Color Theory #
Color theory has been around since the Greeks, through the Renaissance, and is evolving today as we kick off the digital age.
Leon Battista Alberti (1404-1472) #
Alberti was a Renaissance man but now is remembered mainly for his art and architecture.
His thoughts on color theory?
“Through the mixing of colours infinite other colours are born, but there are only four true colours – as there are four elements. – Red is the colour of fire, blue of the air, green of the water, and of the earth grey and ash.”
He did not consider white and black to be actual colors, just modifiers for other colors.
Leonardo Da Vinci (1452-1519) #
Da Vinci was also a renaissance man best known for his art, like the Mona Lisa. But he also was a scientist and inventor far ahead of his time.
His thoughts on color theory?
He brought the theory of having three primary colors but connected them to the elements as before. White represented light, and black being darkness. He used these theories to create balanced compositions.
Color Wheel #
The color wheel is a common way to view colors, and for composition purposes, makes the most sense. When you want to make a color palette, how can we pick the best scheme? But also, you’ve heard of RGB and CMYK, so where does that fit into the spectrum of color?
This is the most basic idea of a color wheel. The primary colors mix with one another to create the secondary colors. While there are other versions of how colors “mix” this way predates digital color concepts.

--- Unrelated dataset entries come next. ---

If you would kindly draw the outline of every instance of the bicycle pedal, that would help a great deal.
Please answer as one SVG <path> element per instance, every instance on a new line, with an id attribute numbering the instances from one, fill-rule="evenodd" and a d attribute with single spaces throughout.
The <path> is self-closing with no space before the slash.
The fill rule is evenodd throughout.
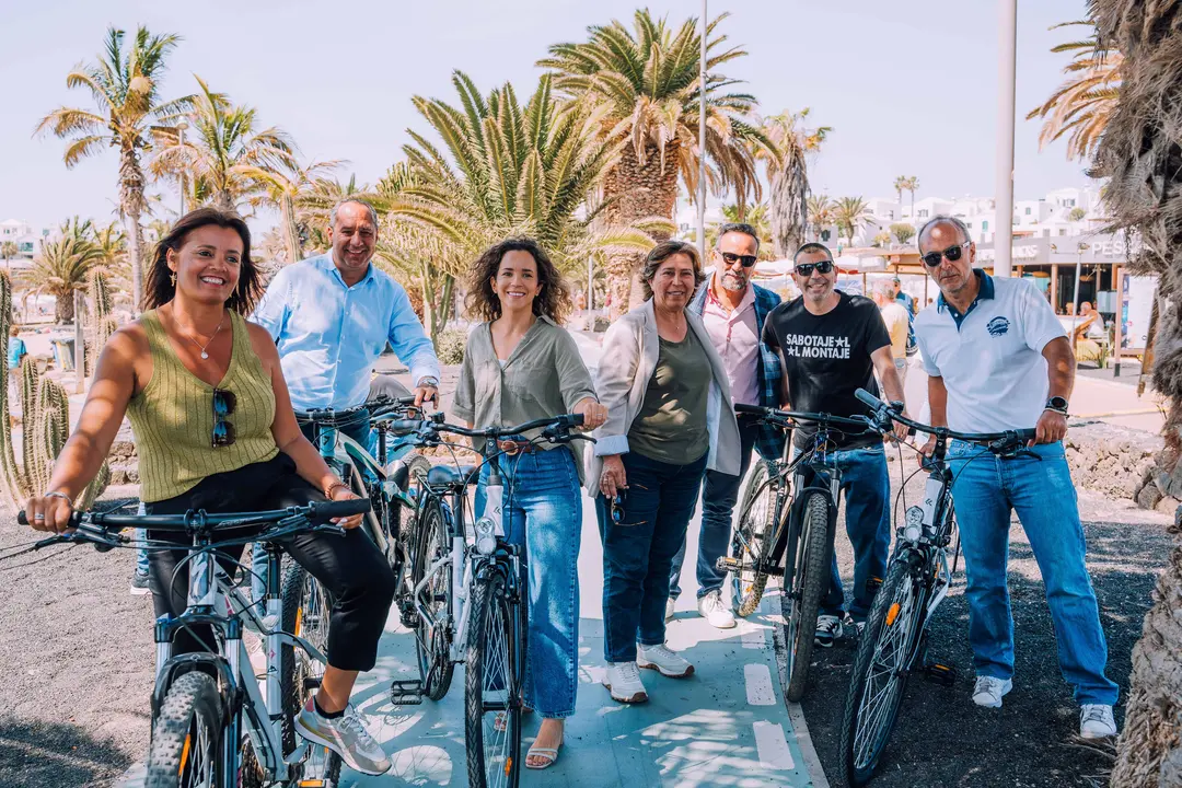
<path id="1" fill-rule="evenodd" d="M 953 686 L 956 684 L 956 669 L 952 665 L 941 665 L 940 663 L 931 662 L 923 666 L 923 677 L 936 684 Z"/>
<path id="2" fill-rule="evenodd" d="M 416 706 L 423 702 L 420 680 L 390 682 L 390 702 L 398 706 Z"/>

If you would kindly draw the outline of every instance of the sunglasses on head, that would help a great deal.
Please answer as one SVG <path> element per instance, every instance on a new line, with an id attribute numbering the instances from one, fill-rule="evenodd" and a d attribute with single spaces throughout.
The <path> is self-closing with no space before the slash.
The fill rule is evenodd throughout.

Concepts like the ones shown in this picture can help us to create a color palette. Do we want a simple or complex design? Is this supposed to be something that stands out, or will it be easy on the eyes?
What about RGB? CMYK? #
These are modern terms.
- Additive, screens
- Originated with photography, 1860
- Then with CRT (Cathode-ray tube) displays, 1938
- Subtractive, printing
- Started as four-color wet process inks by The Eagle Printing Ink Company, 1906
CMYK Explained (YouTube Video)
Variations of Hues #
The term “warm blue” or a “cool red” sounds like an oxymoron, but it’s not. The terminology can be confusing, but once you see the application, things become a lot clearer.
A hue means something different from tints, tones, and shades.
What is a hue? #
The pure color that we start with. Hues are the primary and secondary colors and anything in between. A hue plus a hue is still a hue.
- White + Hue = Tint
- Tint + Black = Tone
- Black + Hue = Shade
- Shade + White = Tone
- Gray + hue = Tone
What about black and white? #
That question elicits an entire tangent presentation however,
- Black is technically the absence of light
- White is pure light
“Some consider white to be a color, because white light comprises all hues on the visible light spectrum. And many do consider black to be a color, because you combine other pigments to create it on paper. But in a technical sense, black and white are not colors, they’re shades. They augment colors.”
Warm vs Cool #
This model is (likely) what we think of when we think of warm vs cool colors.
However, it’s not as simple.
We can think of colors being warm or cool based on their associations, the feelings they invoke, what they mean to us based on what we know.
However, any color can be warm or cool, i.e., a cool orange, a warm green, a cool purple, etc.
With this logic, a primary color, or a perfectly proportioned secondary color is inherently neutral.
With the addition of its neighboring color, the color changes from neutral.
(The warm hues are on the left, and the cool hues are on the right of the neutral center circles)
Brands are becoming more minimalist, sleek, black and white. Simplifying everything from logos to architecture has been the trend. Color becomes even more important when edges are cleaner, lines are simpler, and more things are gray scale.
At the same time, with every push, there is a pull. Maximalism uses colors and patterns to convey a sense of playfulness.
The Feelings Colors Invoke #
It’s also important to note that colors can invoke and emphasize different meanings. This doesn’t mean that a luxury brand’s logo has to be all gold, or that a children’s toy needs to be yellow for them to feel happy. It’s best to keep in mind more as a suggestion or inspiration. For example, you may not want to paint a nursing home or preschool red, but pastels, greens or yellow would be better.
These are not steadfast rules and are subjective, but it is important to keep in mind that colors have the power to influence mood.